While at work or at home, in most of the café I am visiting, there is WiFi, so I am OK with the data cap. Well, I could use streaming over WiFi, but why? because I can? What is the benefit?

I think with iOS 5 and iCloud Apple gets the right approach. If I take photos with my phone, they are synced automatically. If I create a document with Numbers, it is synced.

I think there is an obsession with the term "cloud" right now. When Steve introduced the iPad, he said that the main question they asked themselves was "what it does better". And, he said, if there is nothing it does better than an iPhone or a computer, there is no reason it should exist.

The same question should be asked about the "cloud", whatever in each particular case it means. The difficult part is, it seems, that people can't give an honest answer. They tend to invent use scenarios that seem to justify the need for some sort of "cloud", like music streaming in particular, but it is far stretched. There ARE users that might care, but they are a small minority. During the best iPod days Apple reported that only 5% of the music on iPod is purchased. This is approximately the addressable market for streaming music IMO. That is, SOME of those 5% will consider using it. If this SOME ands up to be 50% (highly unlikely), we end up with 2.5% of all users. That's fine, but when you look the attention this gets in the press and in financial analysis, and the impact on the stocks of the tech companies, you wonder what the hell is going on?

you can also download all your amazon songs to device if you choose.
post #27 of 29
Quote:
Originally Posted by screamingfist View Post

you can also download all your amazon songs to device if you choose.

Yes, I can. But that's the point: what I can do with Amazon's cloud that I can't do WITHOUT it. There are some benefits having it, especially for some people other than me, but is it a big deal?

Remember the topic of this thread: "Amazon Cloud Drive challenging Apple's iCloud with unlimited music storage". Is this the battlefield right now? The storage limit? Is it REALLY a challenge? I don't think so.
post #28 of 29
Quote:
Originally Posted by grmac View Post

Don't get out into nature much? Although I don't necessarily like listening to music in the Columbia Gorge, local storage is pretty much the only way I can.

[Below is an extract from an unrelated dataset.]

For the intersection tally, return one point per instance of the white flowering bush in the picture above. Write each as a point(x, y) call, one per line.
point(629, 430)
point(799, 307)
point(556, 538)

When I'm out in nature the last thing I care about is the cloud and streaming. Everything is shut OFF. If you can't live without that stuff for a while you have more important problems to worry about. I have unlimited data and can pretty much get reception anywhere except in places where I'm hiking. Last thing I need is to talk to people at work or stream my party photos while I'm out trying to get away from just that. Maybe by "getting out much" you mean climbing Mt. Everest or meditating in Tibet or something.
post #29 of 29
Quote:
Originally Posted by solipsism View Post

iCloud also has a lot of other features. Features that competitors can't easily compete with. Heck, they already couldn't make a proper MobileMe competitor and now that they've added so many additional features including API for App Store devs I can't see how others will be able to compete with it except for some singular features.

Not the least of which is because (at least on idevices) Apple wouldn't approve an app that offered these competing services.

Take Cloud Drive for example. On an android phone/tablet it offers streaming and downloading options, and you can toggle the service to automatically download new album purchases to your phone after they've transferred them to the cloud.

The tech for them to offer locally hosted music is there. The problem (as I see it) is that Apple wouldn't allow this on their iDevices because it directly competes with the itunes/icloud ecosystem.

Personally, I prefer how Google handle's local/cloud a little better (Pinning is a lot more intuitive than "deleting" content from a device) But Amazon's service isn't bad.

You're right that no one will ever be able to compete with Apple when it comes to icloud on idevices, but I don't think it will be because they don't have the technology, just not the access.